Stora Enso

Note 31 Post-Balance Sheet Events

On 25 January 2005 Stora Enso signed a new EUR 1.75 billion syndicated credit facility agreement with a group of 23 banks. The five year facility is for general corporate purposes, including the refinancing of an existing EUR 2.5 billion syndicated facility, and has a margin of 0.275% p.a. over Euribor.

In February 2003 Stora Enso Timber acquired a 66% interest in the sawmilling operations AS Sylvester, Estonia largest such company with extensive interest in the Baltic States. The original purchase agreement included an option to buy out the remaining AS Sylvester minority for a consideration to be determined by performance targets; this option has now been exercised and the purchase is expected to be completed in the first quarter of 2005 upon which, subject to 3.82% minority in the Imavere sawmill operation, Stora Enso Timber’s Baltic operations will become 100% owned.

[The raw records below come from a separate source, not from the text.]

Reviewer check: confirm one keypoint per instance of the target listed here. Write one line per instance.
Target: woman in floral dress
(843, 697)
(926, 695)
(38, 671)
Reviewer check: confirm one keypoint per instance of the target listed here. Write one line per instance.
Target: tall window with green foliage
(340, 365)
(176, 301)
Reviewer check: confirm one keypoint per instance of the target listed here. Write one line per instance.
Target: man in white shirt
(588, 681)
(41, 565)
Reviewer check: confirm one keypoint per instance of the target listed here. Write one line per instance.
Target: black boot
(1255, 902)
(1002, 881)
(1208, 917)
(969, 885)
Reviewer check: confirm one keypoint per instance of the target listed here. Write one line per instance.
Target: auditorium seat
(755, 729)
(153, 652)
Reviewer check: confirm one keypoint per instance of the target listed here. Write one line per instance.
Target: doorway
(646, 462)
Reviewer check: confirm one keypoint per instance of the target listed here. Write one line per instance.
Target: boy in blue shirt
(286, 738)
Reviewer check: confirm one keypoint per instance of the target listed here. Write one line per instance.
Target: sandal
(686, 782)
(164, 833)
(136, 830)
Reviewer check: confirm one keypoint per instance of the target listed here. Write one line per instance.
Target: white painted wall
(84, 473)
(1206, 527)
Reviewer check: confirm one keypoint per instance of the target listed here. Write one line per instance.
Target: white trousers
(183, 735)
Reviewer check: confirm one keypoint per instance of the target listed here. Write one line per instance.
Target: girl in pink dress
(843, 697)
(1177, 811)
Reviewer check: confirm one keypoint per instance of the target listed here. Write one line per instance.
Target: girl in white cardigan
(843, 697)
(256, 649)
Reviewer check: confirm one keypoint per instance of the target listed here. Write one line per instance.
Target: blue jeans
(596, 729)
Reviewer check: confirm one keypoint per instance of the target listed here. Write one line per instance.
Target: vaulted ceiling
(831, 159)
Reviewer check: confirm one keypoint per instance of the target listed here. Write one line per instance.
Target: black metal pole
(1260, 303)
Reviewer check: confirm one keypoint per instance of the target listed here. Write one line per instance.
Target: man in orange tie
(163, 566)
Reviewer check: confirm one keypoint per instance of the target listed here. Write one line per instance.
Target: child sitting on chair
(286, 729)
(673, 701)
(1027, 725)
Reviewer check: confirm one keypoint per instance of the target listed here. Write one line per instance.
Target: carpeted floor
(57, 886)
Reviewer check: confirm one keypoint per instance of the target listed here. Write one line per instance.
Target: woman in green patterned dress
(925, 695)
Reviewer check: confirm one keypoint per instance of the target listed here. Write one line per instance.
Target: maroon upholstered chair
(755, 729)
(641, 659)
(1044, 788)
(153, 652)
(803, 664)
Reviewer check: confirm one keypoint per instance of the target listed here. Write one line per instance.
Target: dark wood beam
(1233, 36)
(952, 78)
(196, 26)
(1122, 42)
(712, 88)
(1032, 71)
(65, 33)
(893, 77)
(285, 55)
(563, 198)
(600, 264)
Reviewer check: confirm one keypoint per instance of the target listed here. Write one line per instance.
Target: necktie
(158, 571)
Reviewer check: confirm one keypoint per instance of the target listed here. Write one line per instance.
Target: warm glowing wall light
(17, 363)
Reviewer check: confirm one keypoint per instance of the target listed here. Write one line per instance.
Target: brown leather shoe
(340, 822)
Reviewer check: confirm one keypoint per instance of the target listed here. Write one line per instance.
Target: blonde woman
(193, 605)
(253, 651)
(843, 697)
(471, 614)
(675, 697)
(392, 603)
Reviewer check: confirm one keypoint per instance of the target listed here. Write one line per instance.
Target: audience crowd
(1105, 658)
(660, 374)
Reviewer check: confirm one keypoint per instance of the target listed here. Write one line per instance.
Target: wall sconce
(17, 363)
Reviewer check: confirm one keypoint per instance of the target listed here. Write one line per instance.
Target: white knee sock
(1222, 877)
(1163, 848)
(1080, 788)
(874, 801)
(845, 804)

Stora Enso is in negotiations to acquire a leading French paper merchant, Papeteries de France, from Inter-national Paper. The company has net sales of about EUR 160 million, employing some 220 staff in France, and would become part of the Stora Enso Merchant division. The acquisition is expected to be closed late in the first quarter of 2005, subject to formal processes and approval by regulatory authorities. This acquisition is a further step in strengthening the Stora Enso Merchant presence in France and Western Europe following the decision to develop this segment as a core business area.